Unique Lodging Options for Wheelers and Slow Walkers

Penned by veteran journalist and accessible travel expert Candy B. Harrington, this accessible lodging guidebook is the result of nearly two decades of in-depth research, meticulous site inspections and copious reader feedback. It includes accurate access descriptions and detailed photographs of over 90 properties across the US. From B&Bs, guest ranches and lakeside cottages, to boutique hotels, rustic cabins and deluxe yurts, variety is the key word in content. And although access varies from property to property, each one possesses a unique attribute – be it the location, the owner, the room, or maybe even the entire lodging concept.
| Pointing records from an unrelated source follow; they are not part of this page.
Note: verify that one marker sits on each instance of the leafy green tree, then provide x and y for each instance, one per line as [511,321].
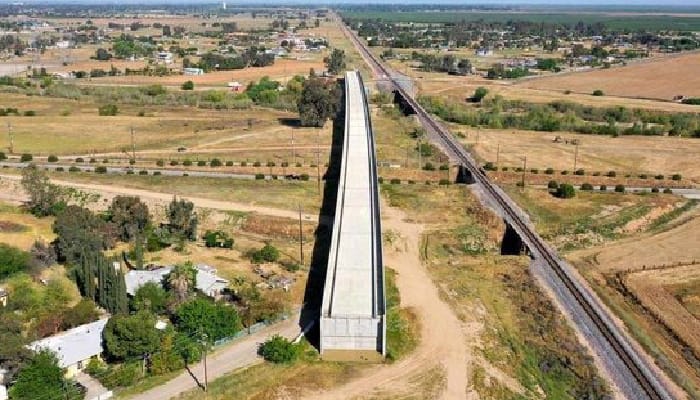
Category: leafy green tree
[204,317]
[12,260]
[182,219]
[44,197]
[129,337]
[279,350]
[335,63]
[42,378]
[130,216]
[150,297]
[318,102]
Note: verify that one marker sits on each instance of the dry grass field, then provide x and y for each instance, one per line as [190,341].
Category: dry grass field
[658,79]
[625,154]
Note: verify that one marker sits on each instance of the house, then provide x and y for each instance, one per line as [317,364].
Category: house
[208,282]
[193,71]
[75,347]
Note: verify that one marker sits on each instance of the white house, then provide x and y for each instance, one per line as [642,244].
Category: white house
[75,347]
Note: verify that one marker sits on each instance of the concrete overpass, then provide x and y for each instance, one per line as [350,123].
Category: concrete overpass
[352,321]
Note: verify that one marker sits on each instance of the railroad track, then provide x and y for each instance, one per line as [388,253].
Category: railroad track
[646,381]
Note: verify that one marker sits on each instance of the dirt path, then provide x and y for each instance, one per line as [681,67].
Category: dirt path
[109,191]
[443,340]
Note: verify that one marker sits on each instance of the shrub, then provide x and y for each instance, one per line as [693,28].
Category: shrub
[279,350]
[188,85]
[267,253]
[565,191]
[108,110]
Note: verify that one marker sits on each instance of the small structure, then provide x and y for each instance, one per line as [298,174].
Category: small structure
[192,71]
[236,86]
[75,347]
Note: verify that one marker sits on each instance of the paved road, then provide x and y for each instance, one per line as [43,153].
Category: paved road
[242,353]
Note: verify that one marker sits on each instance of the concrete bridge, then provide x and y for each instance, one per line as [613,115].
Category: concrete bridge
[352,321]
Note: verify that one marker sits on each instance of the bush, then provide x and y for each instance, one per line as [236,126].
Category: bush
[279,350]
[565,191]
[108,110]
[188,85]
[267,253]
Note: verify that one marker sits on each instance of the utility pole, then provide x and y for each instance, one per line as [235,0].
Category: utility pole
[11,137]
[301,239]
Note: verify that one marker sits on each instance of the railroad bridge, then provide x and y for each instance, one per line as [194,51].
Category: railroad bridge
[352,321]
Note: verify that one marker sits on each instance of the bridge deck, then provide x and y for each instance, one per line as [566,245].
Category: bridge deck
[353,300]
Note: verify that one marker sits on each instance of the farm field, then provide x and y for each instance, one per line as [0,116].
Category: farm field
[657,79]
[625,154]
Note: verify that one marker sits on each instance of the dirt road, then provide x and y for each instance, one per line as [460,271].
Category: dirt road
[443,340]
[108,191]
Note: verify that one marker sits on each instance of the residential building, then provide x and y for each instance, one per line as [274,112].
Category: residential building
[75,347]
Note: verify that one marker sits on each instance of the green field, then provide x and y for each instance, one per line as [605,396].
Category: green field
[631,22]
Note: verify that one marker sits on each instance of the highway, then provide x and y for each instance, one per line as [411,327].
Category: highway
[353,311]
[622,360]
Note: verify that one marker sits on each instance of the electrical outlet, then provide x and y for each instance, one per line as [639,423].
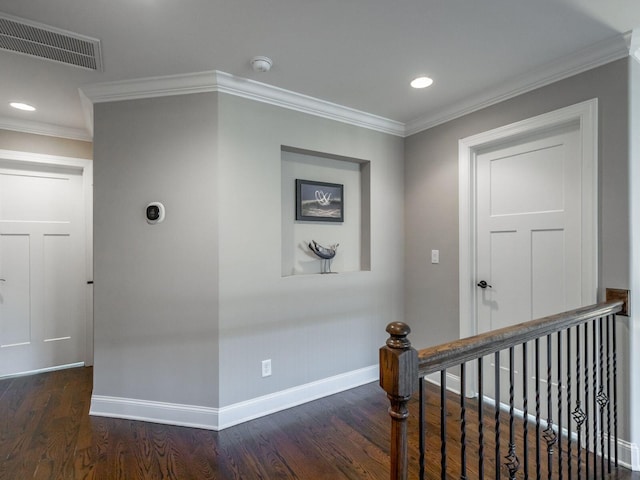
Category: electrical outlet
[266,368]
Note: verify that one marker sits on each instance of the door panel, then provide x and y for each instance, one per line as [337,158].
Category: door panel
[42,260]
[15,312]
[528,239]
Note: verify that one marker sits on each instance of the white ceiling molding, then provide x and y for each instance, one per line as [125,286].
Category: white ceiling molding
[597,55]
[40,128]
[634,44]
[216,81]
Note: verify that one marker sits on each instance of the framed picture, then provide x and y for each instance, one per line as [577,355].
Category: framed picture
[319,201]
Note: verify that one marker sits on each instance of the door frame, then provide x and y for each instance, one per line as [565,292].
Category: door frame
[585,116]
[85,168]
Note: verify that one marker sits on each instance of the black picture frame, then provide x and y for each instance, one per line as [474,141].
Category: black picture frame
[319,201]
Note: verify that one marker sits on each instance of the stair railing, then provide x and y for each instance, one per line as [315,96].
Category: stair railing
[573,354]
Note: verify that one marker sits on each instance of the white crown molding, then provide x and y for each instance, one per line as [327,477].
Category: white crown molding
[594,56]
[634,44]
[216,81]
[221,418]
[41,128]
[264,93]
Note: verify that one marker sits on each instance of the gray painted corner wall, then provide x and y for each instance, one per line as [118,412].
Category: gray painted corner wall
[185,311]
[431,195]
[44,144]
[311,326]
[156,286]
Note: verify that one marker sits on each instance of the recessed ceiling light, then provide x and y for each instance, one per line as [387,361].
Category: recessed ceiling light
[421,82]
[23,106]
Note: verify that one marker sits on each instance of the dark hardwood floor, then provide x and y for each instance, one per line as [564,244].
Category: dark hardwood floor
[46,433]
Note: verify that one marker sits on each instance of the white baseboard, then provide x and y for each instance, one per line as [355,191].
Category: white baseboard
[43,370]
[221,418]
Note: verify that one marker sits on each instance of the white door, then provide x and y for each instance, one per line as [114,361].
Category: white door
[529,236]
[529,239]
[42,268]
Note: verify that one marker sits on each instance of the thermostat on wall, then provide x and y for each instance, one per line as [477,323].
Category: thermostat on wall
[155,213]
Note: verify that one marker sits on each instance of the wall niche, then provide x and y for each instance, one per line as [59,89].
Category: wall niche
[353,234]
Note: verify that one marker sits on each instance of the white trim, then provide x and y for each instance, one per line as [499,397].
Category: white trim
[41,128]
[221,418]
[86,167]
[43,370]
[586,113]
[216,81]
[604,52]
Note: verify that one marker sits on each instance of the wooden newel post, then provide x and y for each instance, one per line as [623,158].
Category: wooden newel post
[399,378]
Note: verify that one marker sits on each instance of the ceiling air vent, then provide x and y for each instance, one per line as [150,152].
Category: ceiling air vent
[42,41]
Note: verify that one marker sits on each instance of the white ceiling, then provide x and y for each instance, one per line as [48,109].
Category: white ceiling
[356,53]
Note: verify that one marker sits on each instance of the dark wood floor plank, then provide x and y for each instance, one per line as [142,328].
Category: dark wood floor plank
[46,433]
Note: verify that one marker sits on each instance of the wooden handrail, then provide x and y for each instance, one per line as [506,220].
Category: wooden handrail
[401,366]
[447,355]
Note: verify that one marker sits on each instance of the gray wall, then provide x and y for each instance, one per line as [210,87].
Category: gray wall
[310,326]
[156,286]
[185,311]
[431,196]
[27,142]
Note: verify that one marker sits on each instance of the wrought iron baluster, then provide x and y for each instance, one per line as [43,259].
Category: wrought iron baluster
[608,330]
[512,463]
[463,423]
[525,408]
[569,462]
[549,435]
[443,424]
[538,435]
[423,425]
[559,348]
[480,420]
[615,392]
[594,374]
[601,397]
[497,412]
[578,414]
[587,391]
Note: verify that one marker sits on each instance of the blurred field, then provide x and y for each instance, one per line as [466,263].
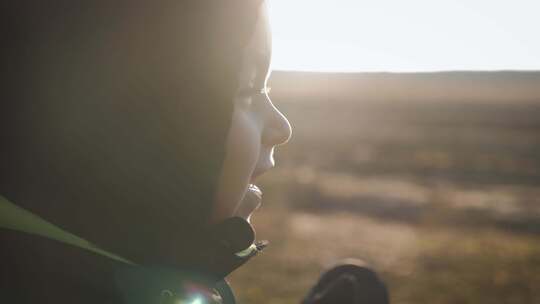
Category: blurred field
[440,193]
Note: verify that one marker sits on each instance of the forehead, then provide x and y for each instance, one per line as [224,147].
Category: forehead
[257,52]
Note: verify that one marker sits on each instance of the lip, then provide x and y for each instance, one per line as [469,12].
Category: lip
[254,189]
[258,172]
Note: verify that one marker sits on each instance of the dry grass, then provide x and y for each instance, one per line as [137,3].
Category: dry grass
[443,201]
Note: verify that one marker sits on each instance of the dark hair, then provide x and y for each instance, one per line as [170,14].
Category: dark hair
[116,113]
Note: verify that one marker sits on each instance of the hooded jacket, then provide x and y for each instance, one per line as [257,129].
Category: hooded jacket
[113,129]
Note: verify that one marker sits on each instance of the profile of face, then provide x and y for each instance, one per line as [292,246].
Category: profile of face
[257,127]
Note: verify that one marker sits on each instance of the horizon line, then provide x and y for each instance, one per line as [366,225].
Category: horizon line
[408,72]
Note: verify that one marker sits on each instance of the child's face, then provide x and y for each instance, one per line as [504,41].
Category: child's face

A compilation of Harrington’s favorite accessible properties, this handy resource also serves as an idea book for travelers looking for something that’s a cut above a cookie-cutter chain hotel.

Each Chapter includes:

  • A detailed description of the access features of the property, including often overlooked access details such as bed height and toilet grab bar placement.
  •  Numerous photographs of each property, including detailed bathroom shots.
  •  Measurements of showers, pathways and doorways that are outside of the standard ADA accessibility guidelines.
  •  Candy’s take about what makes the property unique.
  •  A detailed evaluation of who the property will and won’t work for access-wise.
  •  A description of the personality of the property, along with an evaluation of what kind of travelers will and won’t like it.
  •  Accessible sites, attractions and trails located near the property.
  •  Complete contact information, including address, telephone and website.
  •  GPS Coordinates.

Finally, as with of Candy’s work, she doesn’t just say something is or isn’t accessible — she describes the access so readers can determine if it will work for them.

A must-have resource for all travelers, Resting Easy in the US helps folks think outside of the box when it comes to their lodging choices. It’s a good guidebook for seniors, parents with stroller-aged children, Baby Boomers, folks who just like to take things a littler slower and anybody who uses a cane, walker, wheelchair or scooter.